Besson’s ‘revolutionary’ movie complex
But the most extravagant cinema construction project to open its doors in the Paris area is, unsurprisingly, the brainchild of French filmmaker, producer and businessman Luc Besson (director of “The Professional”, “The Fifth Element” and, most recently, “The Family”). Called EuropaCorp Cinemas and located in a new mall in Tremblay, near Charles de Gaulle Airport, the 12-screen, 12-million-euro cinema has been billed by promoters as “revolutionary”.
Said to be inspired by cinema “amusement parks” developed in Israel and Eastern Europe, EuropaCorp will offer films starting every ten minutes in screening rooms equipped with Dolby Atmos, a new system that uses speakers placed behind the screen, on the walls and on the ceiling to create an immersive sound experience.
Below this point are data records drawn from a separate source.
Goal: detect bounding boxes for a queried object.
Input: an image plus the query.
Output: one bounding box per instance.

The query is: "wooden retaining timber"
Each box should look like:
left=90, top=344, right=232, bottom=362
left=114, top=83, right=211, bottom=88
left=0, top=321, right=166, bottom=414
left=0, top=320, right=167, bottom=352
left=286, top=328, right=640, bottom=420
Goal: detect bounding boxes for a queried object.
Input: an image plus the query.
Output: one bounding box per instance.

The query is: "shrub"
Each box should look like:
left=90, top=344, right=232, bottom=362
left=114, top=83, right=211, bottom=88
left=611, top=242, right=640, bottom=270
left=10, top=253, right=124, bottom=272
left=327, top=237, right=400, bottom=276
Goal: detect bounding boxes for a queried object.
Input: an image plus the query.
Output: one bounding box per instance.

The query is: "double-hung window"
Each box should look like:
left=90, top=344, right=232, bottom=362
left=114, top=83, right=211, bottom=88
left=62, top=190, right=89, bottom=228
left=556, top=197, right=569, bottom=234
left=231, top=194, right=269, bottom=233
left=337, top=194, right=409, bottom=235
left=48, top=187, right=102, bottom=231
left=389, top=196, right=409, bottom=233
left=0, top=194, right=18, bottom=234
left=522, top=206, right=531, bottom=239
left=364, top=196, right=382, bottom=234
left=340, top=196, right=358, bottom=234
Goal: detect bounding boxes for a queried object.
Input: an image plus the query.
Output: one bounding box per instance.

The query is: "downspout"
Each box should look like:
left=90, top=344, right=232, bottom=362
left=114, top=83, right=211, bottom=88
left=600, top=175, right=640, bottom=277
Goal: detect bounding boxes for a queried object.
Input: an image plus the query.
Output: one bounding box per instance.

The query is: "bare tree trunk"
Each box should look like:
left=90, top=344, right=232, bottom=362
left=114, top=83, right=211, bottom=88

In seven of the 12 screening rooms, the first row will consist of sofas, and viewers in other rows will be able to order food to be delivered to their seats before the film. Certain rooms will be used to screen concerts and will feature dance floors in addition to traditional seats.
The price of tickets at EuropaCorp will range from 10 to 25 euros ($13.50 to $34).
The question remaining is whether the newer, bigger Parisian cinemas will attract enough customers to justify the costs – and to what extent the City of Light’s smaller, independent movie theatres will be affected.